Forscher*innen des Nationalen Referenzzentrums für Transmissible Spongiforme Enzephalopathien (NRZ-TSE) an der Universitätsmedizin Göttingen gelingt erstmalig Nachweis von krankhaft verändertem Prion-Protein in Tränenflüssigkeit von Patient*innen mit Creutzfeldt-Jakob Krankheit und anderen Prionerkrankungen. Veröffentlicht in The New England Journal of Medicine.
(umg) Die Creutzfeldt-Jakob-Krankheit (CJK) wird wie andere Prionerkrankungen durch krankhaft verändertes Prion-Eiweiß, das sogenannte Prion Protein Scrapie (PrPSc), verursacht. Die Erkrankung des Gehirns führt meist innerhalb weniger Monate zum Tod, weil es bisher keine wirksame Therapie gibt. Aktuell sind jedoch neue medikamentöse Ansätze in der Erprobung. Diese können voraussichtlich nur effektiv sein, wenn in besonders frühen Krankheitsstadien mit der Therapie begonnen wird. Insbesondere in diesem Zusammenhang werden sichere und schonende Methoden zur frühen Diagnostik zunehmend wichtiger. Krankhaft veränderte Proteine in Körperflüssigkeiten nachzuweisen, war bisher nur im Nervenwasser (Liquor) möglich.
Forscher*innen der Universitätsmedizin Göttingen (UMG) ist es nun gelungen, die aktuell verwendete Testmethode zur Diagnose von Prionerkrankungen, die sogenannte „Real Time Quaking-Induced Conversion (RT-QuIC)“, zu verbessern und so abnormales Prion-Eiweiß in Tränenflüssigkeit nachzuweisen.

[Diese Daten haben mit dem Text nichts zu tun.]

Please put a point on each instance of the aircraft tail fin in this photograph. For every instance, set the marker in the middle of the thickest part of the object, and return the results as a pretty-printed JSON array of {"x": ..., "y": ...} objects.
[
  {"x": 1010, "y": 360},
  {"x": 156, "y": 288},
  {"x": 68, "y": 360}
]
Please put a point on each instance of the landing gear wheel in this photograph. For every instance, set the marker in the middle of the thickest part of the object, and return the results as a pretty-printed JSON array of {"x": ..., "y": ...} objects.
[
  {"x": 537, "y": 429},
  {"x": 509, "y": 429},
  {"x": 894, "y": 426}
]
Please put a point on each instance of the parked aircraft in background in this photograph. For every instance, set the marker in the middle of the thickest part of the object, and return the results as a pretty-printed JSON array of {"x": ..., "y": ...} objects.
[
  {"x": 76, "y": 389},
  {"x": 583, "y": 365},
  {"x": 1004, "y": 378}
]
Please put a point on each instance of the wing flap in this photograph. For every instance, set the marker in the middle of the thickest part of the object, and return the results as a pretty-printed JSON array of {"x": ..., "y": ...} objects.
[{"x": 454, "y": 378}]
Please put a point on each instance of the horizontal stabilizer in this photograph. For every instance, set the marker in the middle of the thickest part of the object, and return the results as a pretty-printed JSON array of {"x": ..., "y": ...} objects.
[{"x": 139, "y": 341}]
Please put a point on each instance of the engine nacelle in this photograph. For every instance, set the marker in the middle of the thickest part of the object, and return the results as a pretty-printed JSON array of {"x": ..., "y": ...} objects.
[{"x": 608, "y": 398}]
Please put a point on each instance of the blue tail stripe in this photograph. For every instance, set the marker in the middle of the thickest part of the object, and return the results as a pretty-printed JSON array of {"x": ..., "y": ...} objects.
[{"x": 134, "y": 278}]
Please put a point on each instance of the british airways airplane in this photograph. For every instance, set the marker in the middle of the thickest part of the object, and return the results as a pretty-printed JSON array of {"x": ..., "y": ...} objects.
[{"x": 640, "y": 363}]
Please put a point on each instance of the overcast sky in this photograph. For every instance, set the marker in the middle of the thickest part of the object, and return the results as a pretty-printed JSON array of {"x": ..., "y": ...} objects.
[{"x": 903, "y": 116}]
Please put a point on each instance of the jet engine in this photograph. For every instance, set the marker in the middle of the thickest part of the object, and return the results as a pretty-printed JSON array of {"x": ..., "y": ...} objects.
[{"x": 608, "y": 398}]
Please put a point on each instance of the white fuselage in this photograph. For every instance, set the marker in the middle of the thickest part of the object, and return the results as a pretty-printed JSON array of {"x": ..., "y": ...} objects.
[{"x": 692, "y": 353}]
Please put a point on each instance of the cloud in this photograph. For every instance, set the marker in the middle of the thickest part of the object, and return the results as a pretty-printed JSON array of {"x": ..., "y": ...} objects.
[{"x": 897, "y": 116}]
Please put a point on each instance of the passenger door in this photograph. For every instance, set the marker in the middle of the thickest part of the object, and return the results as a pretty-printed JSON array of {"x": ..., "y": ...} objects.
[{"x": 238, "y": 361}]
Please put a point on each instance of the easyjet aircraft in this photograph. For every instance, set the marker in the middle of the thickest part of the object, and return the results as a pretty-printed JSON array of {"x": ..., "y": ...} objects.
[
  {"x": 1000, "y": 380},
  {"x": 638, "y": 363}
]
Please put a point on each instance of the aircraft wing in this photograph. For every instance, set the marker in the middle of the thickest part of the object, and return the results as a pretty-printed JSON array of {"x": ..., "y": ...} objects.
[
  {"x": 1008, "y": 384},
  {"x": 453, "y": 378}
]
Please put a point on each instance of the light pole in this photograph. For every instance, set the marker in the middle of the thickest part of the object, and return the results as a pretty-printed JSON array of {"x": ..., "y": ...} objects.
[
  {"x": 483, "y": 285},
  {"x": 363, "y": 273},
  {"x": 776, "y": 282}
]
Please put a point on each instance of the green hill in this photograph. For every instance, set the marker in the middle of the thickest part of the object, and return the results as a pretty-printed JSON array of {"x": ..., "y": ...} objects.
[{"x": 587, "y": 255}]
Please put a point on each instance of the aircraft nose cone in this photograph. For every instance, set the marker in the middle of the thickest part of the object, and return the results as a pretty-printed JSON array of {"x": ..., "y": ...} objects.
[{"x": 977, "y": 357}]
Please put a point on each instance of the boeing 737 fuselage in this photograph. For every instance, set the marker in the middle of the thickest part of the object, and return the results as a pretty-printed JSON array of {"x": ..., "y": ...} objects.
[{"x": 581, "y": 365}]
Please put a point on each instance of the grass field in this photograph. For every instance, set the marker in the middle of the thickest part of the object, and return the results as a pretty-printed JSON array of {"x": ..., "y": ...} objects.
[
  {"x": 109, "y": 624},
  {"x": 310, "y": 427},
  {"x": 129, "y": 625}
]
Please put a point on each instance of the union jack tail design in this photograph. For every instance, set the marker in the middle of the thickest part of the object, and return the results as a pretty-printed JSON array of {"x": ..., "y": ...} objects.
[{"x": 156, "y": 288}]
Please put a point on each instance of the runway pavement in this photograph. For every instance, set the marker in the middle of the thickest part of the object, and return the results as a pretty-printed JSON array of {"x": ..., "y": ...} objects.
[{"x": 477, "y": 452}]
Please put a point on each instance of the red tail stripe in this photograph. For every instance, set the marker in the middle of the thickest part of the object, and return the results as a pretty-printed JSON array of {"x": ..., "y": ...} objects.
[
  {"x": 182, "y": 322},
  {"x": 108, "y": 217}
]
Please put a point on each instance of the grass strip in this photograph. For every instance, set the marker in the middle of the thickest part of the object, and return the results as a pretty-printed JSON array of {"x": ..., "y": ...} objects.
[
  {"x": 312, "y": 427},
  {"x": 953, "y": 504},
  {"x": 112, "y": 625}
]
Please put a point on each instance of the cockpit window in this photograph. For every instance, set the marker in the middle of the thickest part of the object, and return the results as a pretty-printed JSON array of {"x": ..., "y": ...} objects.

Im Rahmen einer Pilotstudie gelang ihnen die korrekte Diagnose bei 16 von 19 Patient*innen mit Creutzfeldt-Jakob Krankheit und familiären Prionerkrankungen. Bei 94 Patient*innen mit anderen neurologischen Erkrankungen blieb der Test hingegen negativ. Die Ergebnisse der Untersuchung wurden im Mai 2023 in der wissenschaftlichen Fachzeitschrift „The New England Journal of Medicine“ veröffentlicht.
Diagnose von Prionerkrankungen mittels Tränenflüssigkeit
Mit der RT-QuIC Methode können Eiweiße mit bestimmten krankhaften Eigenschaften angereichert werden. So lassen sich auch kleinste Mengen solcher Eiweiße z.B. im Nervenwasser nachweisen. In Deutschland wird diese Untersuchung zur Diagnose der CJK bisher nur durch das Nationale Referenzzentrum für Transmissible Spongiforme Enzephalopathien (NRZ-TSE) an der UMG angeboten. Mit RT-QuIC gelingt die Diagnose einer CJK mit großer Zuverlässigkeit. Um Nervenwasser zu entnehmen, ist jedoch eine Lumbalpunktion nötig. Dabei wird mit einer speziellen Nadel im Bereich der Lendenwirbel eine kleine Menge Flüssigkeit aus dem Wirbelkanal entnommen. Die Prozedur kann für die Patient*innen unangenehm sein und ist auch nicht völlig frei von möglichen Komplikationen.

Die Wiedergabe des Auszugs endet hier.